Träume

»I had a dream…« – nichts Geringeres war die Motivation von Thomas Alva Edison, der Menschheit mehr Licht ins Leben zu bringen. Und er hat es geschafft! Sein Traum ist in Erfüllung gegangen – vielleicht, weil er sich von den unzähligen »trys and errors« auf dem Weg zu seinem Ziel nicht beirren ließ. Es muss also doch etwas Machtvolles in den Träumen stecken, obgleich sie für die meisten Menschen nichts als Schäume sind; Bilder aus dem Fantasyland, ohne tiefere Bedeutung für den Alltag, dem Reich des Rationalen! Dabei hat sie jeder: Tagträume, Alpträume, Wunschträume, luzide Träume oder Wachträume, ganz abgesehen von den heimlichen »Davonträumereien« zwischendurch. Trotz aller Logik und Verstandeskraft wären wir ohne die nächtlichen Ausflüge ins Reich der Bilder nicht überlebensfähig – das belegen zumindest wissenschaftliche Forschungen. Irgend ein Schatz muss also in den Traumwelten vergraben sein.
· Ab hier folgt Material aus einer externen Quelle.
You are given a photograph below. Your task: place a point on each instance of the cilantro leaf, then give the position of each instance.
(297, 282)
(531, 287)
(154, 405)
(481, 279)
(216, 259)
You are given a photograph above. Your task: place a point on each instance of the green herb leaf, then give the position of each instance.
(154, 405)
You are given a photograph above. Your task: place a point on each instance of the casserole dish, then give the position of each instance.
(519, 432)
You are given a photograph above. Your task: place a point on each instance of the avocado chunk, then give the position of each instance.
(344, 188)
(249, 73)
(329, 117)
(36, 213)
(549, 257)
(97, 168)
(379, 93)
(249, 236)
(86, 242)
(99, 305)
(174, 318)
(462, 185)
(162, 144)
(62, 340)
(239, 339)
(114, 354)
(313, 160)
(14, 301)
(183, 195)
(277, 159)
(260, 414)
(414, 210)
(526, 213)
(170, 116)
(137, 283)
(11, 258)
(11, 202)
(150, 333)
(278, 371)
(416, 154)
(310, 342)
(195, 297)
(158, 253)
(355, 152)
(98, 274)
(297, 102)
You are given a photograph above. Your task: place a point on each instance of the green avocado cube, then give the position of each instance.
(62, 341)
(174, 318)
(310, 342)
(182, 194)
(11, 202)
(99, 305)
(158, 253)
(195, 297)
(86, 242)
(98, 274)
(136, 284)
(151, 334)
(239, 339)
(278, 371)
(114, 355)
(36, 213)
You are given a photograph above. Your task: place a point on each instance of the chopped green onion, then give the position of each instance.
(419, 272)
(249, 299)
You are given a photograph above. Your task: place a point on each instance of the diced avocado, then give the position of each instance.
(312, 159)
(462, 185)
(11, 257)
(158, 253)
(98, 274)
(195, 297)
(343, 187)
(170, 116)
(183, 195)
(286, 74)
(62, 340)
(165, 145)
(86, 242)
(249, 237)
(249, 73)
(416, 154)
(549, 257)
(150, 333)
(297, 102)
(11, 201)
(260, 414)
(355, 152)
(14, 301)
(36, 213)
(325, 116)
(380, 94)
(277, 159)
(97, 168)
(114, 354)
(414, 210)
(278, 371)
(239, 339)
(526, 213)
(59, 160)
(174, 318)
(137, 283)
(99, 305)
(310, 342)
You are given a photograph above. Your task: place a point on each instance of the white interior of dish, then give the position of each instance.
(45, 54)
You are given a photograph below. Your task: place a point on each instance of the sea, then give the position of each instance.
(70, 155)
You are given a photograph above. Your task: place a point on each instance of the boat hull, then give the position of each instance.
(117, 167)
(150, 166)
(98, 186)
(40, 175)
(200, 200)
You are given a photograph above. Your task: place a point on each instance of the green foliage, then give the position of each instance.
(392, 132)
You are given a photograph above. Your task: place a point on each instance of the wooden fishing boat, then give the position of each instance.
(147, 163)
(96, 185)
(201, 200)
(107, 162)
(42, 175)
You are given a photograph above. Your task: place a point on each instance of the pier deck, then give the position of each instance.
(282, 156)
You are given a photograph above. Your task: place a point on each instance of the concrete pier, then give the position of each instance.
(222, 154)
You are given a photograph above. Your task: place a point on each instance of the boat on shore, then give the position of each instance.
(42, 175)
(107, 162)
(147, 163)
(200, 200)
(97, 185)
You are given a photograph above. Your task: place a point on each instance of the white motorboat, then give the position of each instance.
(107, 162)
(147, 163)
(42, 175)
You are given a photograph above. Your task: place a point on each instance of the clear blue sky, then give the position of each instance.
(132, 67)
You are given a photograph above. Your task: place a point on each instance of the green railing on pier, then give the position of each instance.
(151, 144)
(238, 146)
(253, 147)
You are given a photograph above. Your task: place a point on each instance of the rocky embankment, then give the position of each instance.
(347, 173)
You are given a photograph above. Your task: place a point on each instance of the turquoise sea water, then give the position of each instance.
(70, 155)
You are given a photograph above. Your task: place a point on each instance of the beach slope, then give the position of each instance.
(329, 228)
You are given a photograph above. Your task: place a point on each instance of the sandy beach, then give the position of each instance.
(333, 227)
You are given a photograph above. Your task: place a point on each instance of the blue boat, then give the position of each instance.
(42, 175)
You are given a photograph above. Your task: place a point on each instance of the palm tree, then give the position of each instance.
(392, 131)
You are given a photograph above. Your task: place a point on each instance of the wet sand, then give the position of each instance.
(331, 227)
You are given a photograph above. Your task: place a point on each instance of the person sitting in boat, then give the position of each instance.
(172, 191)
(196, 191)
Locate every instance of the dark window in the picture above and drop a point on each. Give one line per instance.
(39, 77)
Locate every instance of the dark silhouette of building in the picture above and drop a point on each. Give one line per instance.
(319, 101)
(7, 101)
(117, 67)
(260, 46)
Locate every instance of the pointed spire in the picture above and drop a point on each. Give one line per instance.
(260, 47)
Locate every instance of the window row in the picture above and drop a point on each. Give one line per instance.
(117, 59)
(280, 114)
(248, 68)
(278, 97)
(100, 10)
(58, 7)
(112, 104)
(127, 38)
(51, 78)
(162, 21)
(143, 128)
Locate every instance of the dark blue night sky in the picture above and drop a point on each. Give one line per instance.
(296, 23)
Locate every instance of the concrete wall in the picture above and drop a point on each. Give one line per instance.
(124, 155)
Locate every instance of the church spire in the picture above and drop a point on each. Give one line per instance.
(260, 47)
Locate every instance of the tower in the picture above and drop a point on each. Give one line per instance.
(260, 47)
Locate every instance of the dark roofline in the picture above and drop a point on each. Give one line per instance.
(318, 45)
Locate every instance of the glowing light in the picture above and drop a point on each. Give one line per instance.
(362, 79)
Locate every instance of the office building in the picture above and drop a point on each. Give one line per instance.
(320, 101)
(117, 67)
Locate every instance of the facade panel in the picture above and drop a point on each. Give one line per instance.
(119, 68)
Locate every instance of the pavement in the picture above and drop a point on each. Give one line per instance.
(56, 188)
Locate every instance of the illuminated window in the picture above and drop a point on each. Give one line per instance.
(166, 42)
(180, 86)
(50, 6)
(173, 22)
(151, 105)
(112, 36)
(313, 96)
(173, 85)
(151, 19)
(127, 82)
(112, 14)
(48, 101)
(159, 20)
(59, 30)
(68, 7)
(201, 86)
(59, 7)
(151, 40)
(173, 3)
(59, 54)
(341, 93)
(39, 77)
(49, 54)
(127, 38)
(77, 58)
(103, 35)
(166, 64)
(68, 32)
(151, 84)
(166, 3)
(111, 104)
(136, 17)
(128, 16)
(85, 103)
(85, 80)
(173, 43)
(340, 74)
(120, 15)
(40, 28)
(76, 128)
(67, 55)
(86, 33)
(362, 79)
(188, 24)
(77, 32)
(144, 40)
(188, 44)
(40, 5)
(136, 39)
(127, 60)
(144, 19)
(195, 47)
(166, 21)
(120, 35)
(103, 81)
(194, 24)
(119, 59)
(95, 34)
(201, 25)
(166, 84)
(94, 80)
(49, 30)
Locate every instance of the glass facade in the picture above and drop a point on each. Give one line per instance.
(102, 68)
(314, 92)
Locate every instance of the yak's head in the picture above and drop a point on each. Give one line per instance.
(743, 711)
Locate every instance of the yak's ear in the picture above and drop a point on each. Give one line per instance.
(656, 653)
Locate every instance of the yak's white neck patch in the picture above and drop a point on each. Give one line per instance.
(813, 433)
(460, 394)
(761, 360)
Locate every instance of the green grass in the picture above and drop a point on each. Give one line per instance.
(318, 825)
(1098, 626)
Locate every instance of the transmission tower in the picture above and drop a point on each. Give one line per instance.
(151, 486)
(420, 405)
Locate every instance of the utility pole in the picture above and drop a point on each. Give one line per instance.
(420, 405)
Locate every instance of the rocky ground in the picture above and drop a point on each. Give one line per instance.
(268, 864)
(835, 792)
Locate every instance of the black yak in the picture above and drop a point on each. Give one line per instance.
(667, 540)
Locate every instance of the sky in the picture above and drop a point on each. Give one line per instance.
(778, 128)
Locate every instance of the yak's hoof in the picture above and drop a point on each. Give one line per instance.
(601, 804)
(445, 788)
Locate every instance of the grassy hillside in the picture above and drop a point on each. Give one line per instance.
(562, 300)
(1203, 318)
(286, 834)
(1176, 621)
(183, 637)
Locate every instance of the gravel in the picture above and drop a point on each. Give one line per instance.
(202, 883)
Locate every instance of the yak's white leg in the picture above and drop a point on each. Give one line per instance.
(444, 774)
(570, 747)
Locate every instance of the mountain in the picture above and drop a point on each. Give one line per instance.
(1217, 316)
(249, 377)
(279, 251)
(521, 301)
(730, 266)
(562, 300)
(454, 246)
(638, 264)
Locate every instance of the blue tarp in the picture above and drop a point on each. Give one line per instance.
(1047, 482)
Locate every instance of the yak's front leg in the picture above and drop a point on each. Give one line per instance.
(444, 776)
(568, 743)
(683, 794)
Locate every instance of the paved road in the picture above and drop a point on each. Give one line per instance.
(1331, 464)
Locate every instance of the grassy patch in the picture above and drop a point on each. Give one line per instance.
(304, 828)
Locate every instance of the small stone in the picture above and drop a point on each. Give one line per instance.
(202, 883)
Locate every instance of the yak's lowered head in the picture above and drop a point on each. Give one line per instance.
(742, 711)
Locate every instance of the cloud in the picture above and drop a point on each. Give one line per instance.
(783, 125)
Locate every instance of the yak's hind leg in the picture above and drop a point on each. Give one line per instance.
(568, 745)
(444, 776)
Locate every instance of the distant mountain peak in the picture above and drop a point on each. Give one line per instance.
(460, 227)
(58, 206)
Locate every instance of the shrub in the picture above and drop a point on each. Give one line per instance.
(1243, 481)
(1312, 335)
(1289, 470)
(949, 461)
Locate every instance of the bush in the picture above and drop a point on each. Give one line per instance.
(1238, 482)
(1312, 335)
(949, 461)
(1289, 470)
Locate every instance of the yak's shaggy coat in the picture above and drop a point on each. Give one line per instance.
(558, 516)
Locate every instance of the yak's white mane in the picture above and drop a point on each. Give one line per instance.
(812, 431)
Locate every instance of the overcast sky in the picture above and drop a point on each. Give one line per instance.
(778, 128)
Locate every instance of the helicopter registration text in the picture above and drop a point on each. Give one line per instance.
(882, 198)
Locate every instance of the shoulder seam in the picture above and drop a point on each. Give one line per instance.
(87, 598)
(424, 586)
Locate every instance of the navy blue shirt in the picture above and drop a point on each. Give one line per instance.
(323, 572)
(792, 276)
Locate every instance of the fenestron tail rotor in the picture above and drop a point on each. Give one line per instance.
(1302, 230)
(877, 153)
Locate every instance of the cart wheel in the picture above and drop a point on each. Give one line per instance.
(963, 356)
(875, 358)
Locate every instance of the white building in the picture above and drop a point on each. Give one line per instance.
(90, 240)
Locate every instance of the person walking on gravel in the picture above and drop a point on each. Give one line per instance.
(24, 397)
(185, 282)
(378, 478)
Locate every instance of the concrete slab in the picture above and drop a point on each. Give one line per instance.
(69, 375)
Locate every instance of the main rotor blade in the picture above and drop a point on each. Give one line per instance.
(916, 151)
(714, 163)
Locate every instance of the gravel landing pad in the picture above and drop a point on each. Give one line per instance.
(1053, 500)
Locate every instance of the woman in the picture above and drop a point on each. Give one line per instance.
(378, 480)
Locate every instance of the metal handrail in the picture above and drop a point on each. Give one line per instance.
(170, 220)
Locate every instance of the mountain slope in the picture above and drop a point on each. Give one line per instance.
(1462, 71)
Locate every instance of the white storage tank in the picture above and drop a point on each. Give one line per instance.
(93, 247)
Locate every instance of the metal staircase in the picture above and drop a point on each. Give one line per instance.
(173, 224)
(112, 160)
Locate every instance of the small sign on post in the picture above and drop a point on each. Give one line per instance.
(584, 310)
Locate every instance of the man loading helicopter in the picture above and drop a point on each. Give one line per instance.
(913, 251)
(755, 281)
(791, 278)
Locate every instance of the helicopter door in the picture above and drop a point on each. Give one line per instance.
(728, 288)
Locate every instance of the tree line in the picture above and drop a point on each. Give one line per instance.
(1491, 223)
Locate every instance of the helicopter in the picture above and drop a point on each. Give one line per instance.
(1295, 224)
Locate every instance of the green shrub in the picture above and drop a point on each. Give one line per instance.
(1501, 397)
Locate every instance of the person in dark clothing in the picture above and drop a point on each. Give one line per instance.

Folgen Sie uns auf einen Ausflug in die Welt des Ratio, der ausschließlich nach Plan ausgerichtet, sozusagen »computerisiert« ist. Er erlaubt sich weder eine blaue Stunde, die ihn aus der Geschäftigkeit lockt, noch eine Idee, die spielerisch und leidenschaftlich verfolgt wird. Er kennt auch keine Vision von einem Leben, das leichter, spielerischer und glücklicher sein könnte, oder weiß nichts von künstlerisch-kreativen »Repros« fantastischer Innenwelten. Dass die Träume aus dem Leben vieler Menschen verschwunden sind, beweist ihr Lebensumfeld, das als Abbild des Inneren die persönliche Wirklichkeit spiegelt: grau, kantig, einfallslos, uniform, berechnend, linear. Der Alptraum der »Unendlichen Geschichte« von Michael Ende ist zur Wahrheit geworden! Die Vielfalt stirbt, und das Fantasialand wird vom Nichts (Verstand) zerfressen und eliminiert! Und wo stehen Sie? Was ist von Ihrem Wunderland noch übrig geblieben? Gibt es bei Ihnen irgendwo noch eine Traumfabrik, die Eindrücke aus einer anderen Wirklichkeit produziert?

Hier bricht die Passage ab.